To test the new service, make a directory named /tmp/xinetd, create the Ruby script, and save it in /tmp/xinetd/find.rb. Make the file executable with chmod +x /tmp/xinetd/find.rb. Next, create some directories and text files:

mkdir a b c
touch a/d.txt b/e.txt

You can now test your new service. When an inbound connection arrives on port 11000, xinetd launches the Ruby script. Any script output sent to standard output is emitted to standard out on the originating machine. This script does not require input, but if it did, standard input on the originating machine would be passed to the script. Telnet provides an easy way to connect to any service:

telnet localhost 11000
Connected to localhost.
Escape character is '^]'.
Connection closed by foreign host.

Success! The port opened, control was passed to the script, and it generated the expected output.
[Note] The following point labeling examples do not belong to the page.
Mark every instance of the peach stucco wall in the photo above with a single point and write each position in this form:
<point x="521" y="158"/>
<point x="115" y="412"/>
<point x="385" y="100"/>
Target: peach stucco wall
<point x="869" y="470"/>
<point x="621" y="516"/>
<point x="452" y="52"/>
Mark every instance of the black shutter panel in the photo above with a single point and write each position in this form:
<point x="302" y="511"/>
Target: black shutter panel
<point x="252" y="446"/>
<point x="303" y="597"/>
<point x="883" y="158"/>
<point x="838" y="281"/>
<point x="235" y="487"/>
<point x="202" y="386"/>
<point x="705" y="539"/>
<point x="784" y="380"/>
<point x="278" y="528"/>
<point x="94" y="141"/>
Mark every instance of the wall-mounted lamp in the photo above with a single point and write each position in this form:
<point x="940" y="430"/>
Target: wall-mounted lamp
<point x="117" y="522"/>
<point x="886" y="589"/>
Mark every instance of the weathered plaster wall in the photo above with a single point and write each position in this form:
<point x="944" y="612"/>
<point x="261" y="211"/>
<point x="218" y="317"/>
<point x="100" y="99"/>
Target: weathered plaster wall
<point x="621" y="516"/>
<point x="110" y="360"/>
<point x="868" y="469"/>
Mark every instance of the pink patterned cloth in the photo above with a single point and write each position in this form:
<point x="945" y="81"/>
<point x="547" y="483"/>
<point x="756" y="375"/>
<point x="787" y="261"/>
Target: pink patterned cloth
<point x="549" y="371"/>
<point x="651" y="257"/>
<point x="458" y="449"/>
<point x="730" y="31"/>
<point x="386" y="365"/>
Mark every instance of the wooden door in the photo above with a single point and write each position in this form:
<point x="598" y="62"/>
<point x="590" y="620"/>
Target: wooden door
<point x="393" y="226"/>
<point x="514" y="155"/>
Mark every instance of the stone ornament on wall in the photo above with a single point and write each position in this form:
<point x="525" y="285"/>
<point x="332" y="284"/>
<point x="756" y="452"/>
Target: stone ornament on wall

Many reasons to run xinetd

xinetd offers many advantages. It conserves resources, running daemons only when needed. It provides an additional layer of security and can “box” a service into a directory with “change root.” Best of all, it can turn virtually any script or program into a service. One caveat: if your service becomes especially popular, consider rewriting it in an efficient language such as C. The faster you can process a request, the better.